Whenever I have to prepare a class, a presentation, or a workshop of some kind, I face the inevitable online research with a little bit of fear and anxiety. Even though I know I am going to find all kinds of good stuff to make my work richer and more interesting, I often feel overwhelmed by the amount of information that 1) will go unnoticed because I simply do not have the time and 2) will make me doubt whether I am being thorough enough, or whether I know the topic enough to teach about it.
Does it sound familiar at all? Information overload is quite a contemporary problem, but one that affects many people, especially those who rely on the internet as source of information or news (everybody!).
When it comes to our profession, there is no doubt that the easy, tip-of-the-finger access to information is a major asset for teachers. In my personal experience, the internet is my main source of authentic texts, it’s where I go to 99% of the times I have doubts about grammar or collocations, it’s the Disneyworld of free downloadable, cute flashcards, it is just the place for networking, just to name a few of its wonders.

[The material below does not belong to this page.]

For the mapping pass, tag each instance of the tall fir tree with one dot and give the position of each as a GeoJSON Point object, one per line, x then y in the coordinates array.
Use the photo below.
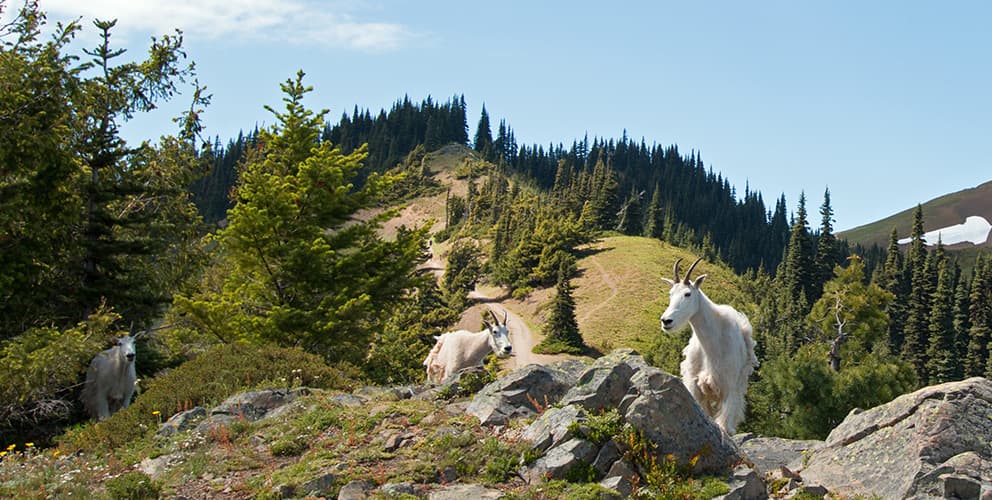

Having said that, whenever I have research to do – whether it is because of a workshop or for my writings – I feel that I am falling down a black hole: I get confused by the dozens of opinions, theories, and novelties thrown at me, I feel completely lost and, more serious than that, I feel dumb. Yes. Completely dumb. It feels like what I know will never be enough. There will always be someone who knows much more than I do. There will always be a new trend in teaching that I will only hear about when it is no longer new. There will always be a webinar or a workshop I am going to miss because I did not know about it in time. Three days ago, The New York Times published an opinion article called "An Elegy for the Library", in which at some point the writer says, “Google can give you 100.000 different answers, but a librarian can give you the right one.” Good old times…
I have some news for you, in case you can relate to all of that I just wrote – you are part of a large group who feel the same way, and there is not much we can do to avoid it. However, unless you want to go crazy and let yourself be crushed by the excessive and often unnecessary information we come across every time we google a simple “classroom ideas for oral practice”, there are things you can do to feel a little less guilty and more relaxed about not knowing everything. The list below includes a few things I try to do, as well as some tips I found guess where? Online, of course!
Stick to your focus
Do you want to find classroom ideas for oral practice? Be smart about your choice of search words, and chances are you won’t have to search through a needle in a haystack. The right words will lead you to links that are more likely to give you exactly what you want. Another good tip is to have a few of your favorite teaching sites saved in your favorites list. You go directly to them and see what they can offer first. More often than not, they will have what you need.
This tip is useful when you are reading about a subject online and the text is almost entirely blue due to so many hyperlinks. Although hyperlinks are very practical tool at times, they contribute to my losing track of why I am reading the text in the first place. If you are doing some random reading in your free time with no particular aim or focus, fine. However, if you are doing research for a class, a paper, or workshop, it’s best to stick to the text and only open links that can really help you at that moment.
Use your Favorites tool wisely
If you favorite websites the way I do – randomly, without a system to organize them (by subject, for example) – it will be so messy that, eventually you will end up not looking up your favorites list anymore, just because it will be too hard to find anything in there. I am trying to change that by making folders and adding only websites that are worth being on my favorites list. One folder I made is called “Want to read”. To this folder, I add only links to texts that I find interesting, but that I can’t read right away. It helps me keep focused on what I am really working on at that moment.
Be careful with app mania
How many teaching apps do you have on your phone or tablet? Too many to count? If that is your case, I invite you to go through one by one and ask yourself: how many times have I used them? How many of them do I not know how to use? How many of them will I probably never use? If your answer is too many to count, then you can start being more selective and use only what is helpful for you. Sometimes there is no way to know, but if it you have an app that you love and that works really well, why find another one that does basically the same thing?
Nothing you do compulsively can be good
Not even learning. As teachers, we know that our profession is a never-ending learning experience, but it should make you feel happy and empowered, not anxious and overloaded. If you’re feeling that there is too much to learn and not enough time, if you feel less because you can’t keep up with everything you think you should, then it’s time to revisit some of your habits.
After reading this text, do you think you have many changes to make? Remember that if you know how to be selective about the information that comes to you, it is easier to pass on that skill to your students. After all, information is only valid when we are capable of turning it into knowledge, and ultimately into wisdom. Isn’t that what we want to teach our students? So, don’t waste your precious time.